L’appel de la peinture

Santitre 18 2 30×40 Technique mixte sur toile 2018

Mon chemin de Damas passe par l’Italie.

 Dés mon enfance j’ai baigné dans un milieu familial cultivé, où les arts, notamment la musique, avaient leur place : mes parents écoutaient aussi bien Gainsbourg, que Vivaldi ou Cab Calloway, ils avaient chez eux des statues africaines et des laques chinoises…  Même si l’un ni l’autre n’étaient vraiment artistes, même de loisir.
J’ai très tôt chanté et me suis accompagné à la guitare ; j’écrivais mes propres chansons, paroles et musique, j’écrivais aussi d’autres textes, je les chantais dans des boites.

Mais ni mon père ni ma mère ne m’ont encouragé à être artiste, surtout pas ma mère.
Deux éléments ont contribué, favorisé, déterminé ma décision de peindre : un événement et un homme.

Un événement : mon « chemin de Damas » a été celui de l’Italie. A environ 30 ans,  j’ai découvert les trésors de la peinture italienne, à Florence, Vérone et Venise. J’ai été émerveillé. Et je me suis dit : voilà, c’est ça que je dois faire. Voir les plafonds peints par le Tintoret à la Grande Scuola di San Rocco à Venise……Et j’en passe. J’étais encore acteur mais un peu lassé de ce métier.

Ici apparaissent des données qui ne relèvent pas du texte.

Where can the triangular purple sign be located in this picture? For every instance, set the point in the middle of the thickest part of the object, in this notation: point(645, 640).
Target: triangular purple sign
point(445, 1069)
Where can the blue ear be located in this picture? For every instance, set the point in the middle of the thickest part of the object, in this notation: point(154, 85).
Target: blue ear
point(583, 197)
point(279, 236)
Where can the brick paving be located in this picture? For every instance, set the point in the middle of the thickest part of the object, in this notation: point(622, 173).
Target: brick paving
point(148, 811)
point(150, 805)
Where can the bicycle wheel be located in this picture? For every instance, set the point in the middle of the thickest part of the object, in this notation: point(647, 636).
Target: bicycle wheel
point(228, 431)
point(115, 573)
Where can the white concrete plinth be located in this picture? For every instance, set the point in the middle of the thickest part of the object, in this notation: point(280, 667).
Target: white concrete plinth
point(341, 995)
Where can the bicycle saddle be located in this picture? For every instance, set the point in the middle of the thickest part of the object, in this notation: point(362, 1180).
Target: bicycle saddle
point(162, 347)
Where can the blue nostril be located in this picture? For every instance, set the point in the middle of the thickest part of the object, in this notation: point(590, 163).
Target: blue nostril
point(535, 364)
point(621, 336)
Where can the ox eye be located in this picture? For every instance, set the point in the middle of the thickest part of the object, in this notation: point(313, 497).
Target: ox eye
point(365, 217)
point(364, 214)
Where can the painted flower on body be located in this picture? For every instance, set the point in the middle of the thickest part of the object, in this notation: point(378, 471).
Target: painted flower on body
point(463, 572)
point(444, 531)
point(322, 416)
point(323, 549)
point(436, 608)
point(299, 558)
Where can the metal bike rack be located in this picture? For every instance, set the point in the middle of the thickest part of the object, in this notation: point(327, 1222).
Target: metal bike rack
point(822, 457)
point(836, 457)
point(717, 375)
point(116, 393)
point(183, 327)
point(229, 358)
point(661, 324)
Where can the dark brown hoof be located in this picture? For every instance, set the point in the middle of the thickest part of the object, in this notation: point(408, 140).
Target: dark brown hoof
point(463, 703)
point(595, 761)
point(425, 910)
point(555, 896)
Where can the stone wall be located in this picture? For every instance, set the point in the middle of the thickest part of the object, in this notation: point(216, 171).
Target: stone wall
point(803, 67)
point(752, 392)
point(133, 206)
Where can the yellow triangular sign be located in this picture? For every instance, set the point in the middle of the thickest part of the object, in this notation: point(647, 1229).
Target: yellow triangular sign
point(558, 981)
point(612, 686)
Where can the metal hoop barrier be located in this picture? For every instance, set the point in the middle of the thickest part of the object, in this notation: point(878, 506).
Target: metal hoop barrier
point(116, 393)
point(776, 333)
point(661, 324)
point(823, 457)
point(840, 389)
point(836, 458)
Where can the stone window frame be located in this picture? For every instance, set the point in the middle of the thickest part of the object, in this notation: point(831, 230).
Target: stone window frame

Un maître : peu après j’ai fait la connaissance d’un peintre turc, Utku Varlik. Il avait suivi le cursus classique : beaux-arts de Paris et puis expo collectives, expo individuelles, beaucoup d’expo en Allemagne. Un succès certain. J’aimais et aime beaucoup ce qu’il peint. Il  m’a conseillé pas mal de temps : je lui apportais mon travail et il en faisait la critique. J’ai beaucoup appris. Je rêvais de peindre comme lui. Il qualifiait de charlatans les peintres abstraits et conceptuels. Il adhérait totalement à la formule d’Ingres : le dessin est la probité de l’art. Puis j’ai du arrêter provisoirement de peindre pour gagner ma vie ; et nos relations se sont distendues, faute de temps pour moi. On ne s’est plus revu depuis. Dommage.